Some problems specify well. A database is an example. A spec for a database can be written in terms of exhaustive search, running the query against everything. Now show that an efficient database yields the same output.
I keep trying to learn it, but you need to be a real expert. Like "I wrote the compiler" level expert for most systems.
For example I tried to prove a varint encoder/decoder. It worked for one or two bytes, but not more. Asking for help the reason was that the compiler internally only unrolls loops 5 times, or some random internal detail like that that you could never really hope to know.
I've been learning Lean recently, and ... I mean I like it, but if you learn it you're going to encounter documentation like this:
> Definitional equality includes η-equivalence of functions and single-constructor inductive types. That is, fun x => f x is definitionally equal to f, and S.mk x.f1 x.f2 is definitionally equal to x, if S is a structure with fields f1 and f2. It also features proof irrelevance, so any two proofs of the same proposition are definitionally equal. It is reflexive, symmetric, and a congruence.
And that's not really a knock on Lean - it seems to have some of the better documentation out of the alternatives.
It looks scary but actually all those concepts are really simple and probably things you are already familiar with.
Basically you just need to log events - which you can even have for free in event-driven architectures etc - and run some predicates on execution traces, e.g. "Always(Locked, Implies(Eventually(Unlocked)))", etc.
One can run it on historical traces, but also couple it to stress tests, fuzzing etc to explore the state space.
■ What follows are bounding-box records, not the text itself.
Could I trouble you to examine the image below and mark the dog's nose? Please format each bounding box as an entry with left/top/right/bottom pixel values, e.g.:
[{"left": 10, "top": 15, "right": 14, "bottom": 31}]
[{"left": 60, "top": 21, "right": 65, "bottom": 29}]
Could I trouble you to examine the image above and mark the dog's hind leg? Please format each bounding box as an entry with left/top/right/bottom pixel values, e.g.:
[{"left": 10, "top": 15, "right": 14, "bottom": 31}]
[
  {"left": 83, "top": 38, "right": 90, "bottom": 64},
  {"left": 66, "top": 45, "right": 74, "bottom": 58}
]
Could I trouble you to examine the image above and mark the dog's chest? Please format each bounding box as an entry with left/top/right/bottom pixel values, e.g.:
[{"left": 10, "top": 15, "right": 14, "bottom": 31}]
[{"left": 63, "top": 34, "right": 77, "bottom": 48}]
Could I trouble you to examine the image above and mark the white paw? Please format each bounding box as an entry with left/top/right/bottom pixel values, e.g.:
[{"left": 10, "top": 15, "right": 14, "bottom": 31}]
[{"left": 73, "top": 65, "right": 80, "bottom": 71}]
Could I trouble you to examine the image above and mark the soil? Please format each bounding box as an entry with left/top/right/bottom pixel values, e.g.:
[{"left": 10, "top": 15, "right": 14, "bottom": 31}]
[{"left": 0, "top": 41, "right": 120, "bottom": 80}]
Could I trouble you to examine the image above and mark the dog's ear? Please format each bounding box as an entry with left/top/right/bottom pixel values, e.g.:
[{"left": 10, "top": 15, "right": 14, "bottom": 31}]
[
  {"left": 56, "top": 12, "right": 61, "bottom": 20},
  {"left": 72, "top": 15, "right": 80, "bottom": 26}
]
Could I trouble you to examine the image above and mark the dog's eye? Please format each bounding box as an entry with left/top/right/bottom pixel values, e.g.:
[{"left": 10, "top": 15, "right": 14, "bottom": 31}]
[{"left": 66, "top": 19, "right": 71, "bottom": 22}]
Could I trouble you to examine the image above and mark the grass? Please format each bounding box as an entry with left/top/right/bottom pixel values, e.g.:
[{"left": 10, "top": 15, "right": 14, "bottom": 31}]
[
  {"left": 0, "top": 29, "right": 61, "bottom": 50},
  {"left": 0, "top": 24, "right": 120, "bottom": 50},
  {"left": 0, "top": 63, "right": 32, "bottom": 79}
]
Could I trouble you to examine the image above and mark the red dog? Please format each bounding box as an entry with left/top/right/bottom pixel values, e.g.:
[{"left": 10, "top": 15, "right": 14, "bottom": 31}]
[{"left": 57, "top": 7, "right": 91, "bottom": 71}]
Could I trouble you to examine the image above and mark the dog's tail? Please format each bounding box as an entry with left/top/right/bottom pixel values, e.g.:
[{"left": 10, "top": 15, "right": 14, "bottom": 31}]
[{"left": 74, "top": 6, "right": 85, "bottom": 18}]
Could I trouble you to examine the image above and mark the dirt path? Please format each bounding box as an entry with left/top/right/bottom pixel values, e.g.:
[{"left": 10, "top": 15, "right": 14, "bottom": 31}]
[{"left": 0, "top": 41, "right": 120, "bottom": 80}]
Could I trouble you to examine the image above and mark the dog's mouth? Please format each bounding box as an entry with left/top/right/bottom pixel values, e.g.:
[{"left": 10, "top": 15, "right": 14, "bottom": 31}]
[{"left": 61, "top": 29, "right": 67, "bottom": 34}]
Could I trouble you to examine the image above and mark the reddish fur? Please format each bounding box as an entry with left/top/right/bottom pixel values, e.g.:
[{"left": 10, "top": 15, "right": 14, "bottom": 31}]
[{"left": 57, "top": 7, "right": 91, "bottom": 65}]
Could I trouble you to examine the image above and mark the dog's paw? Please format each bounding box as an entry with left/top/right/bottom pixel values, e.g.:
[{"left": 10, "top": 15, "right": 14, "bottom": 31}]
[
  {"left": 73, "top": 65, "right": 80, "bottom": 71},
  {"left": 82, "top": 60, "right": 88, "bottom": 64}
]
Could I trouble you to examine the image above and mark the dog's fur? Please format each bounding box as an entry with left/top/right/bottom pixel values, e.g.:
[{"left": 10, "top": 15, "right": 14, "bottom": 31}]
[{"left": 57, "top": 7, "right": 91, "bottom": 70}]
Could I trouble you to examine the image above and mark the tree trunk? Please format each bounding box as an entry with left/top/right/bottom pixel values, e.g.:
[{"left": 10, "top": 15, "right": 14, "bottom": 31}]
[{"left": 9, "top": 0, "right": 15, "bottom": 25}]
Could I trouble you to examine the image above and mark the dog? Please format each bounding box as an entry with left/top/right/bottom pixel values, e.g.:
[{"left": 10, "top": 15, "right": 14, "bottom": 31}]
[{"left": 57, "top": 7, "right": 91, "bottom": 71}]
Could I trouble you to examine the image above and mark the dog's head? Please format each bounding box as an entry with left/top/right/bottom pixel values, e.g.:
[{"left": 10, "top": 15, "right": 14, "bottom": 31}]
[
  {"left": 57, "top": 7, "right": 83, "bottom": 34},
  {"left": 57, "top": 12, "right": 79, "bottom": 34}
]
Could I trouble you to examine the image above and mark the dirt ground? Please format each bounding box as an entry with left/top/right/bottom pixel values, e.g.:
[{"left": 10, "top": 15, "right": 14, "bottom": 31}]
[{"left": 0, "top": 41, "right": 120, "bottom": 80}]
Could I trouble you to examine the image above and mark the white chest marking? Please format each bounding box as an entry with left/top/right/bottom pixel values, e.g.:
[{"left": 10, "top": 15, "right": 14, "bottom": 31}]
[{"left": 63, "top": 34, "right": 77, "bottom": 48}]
Quite simple, powerful and widely applicable, and doesn't require a model, just predicates.
Formal methods connotes comprehensive evidence about system behavior. In the case of TLA and similar system that’s a state machine and not the real system but the output for the state machine is a proof that your LTL/CTL/TLA properties hold for all behaviors of the system (traces or trees of traces).
I was mentioning it in the same context as e.g. the Amazon paper on lightweight formal methods [0] where they use property-based testing to test that the implementation conforms to the model specification.
In a similar spirit, linearizability checkers like Porcupine [1] are a nice mix of formalism and usability.
I really like those because they are incredibly powerful, don't require a model and verify the actual implementation - obviously as you mention they are not exhaustive.
[0] https://assets.amazon.science/77/5e/4a7c238f4ce890efdc325df8...
Or as a baby step, does TLA+ emit comprehensive test cases? Then we as programmers still have to do the hand transpilation step, but at least we can be assured our implementation is correct (if not efficient).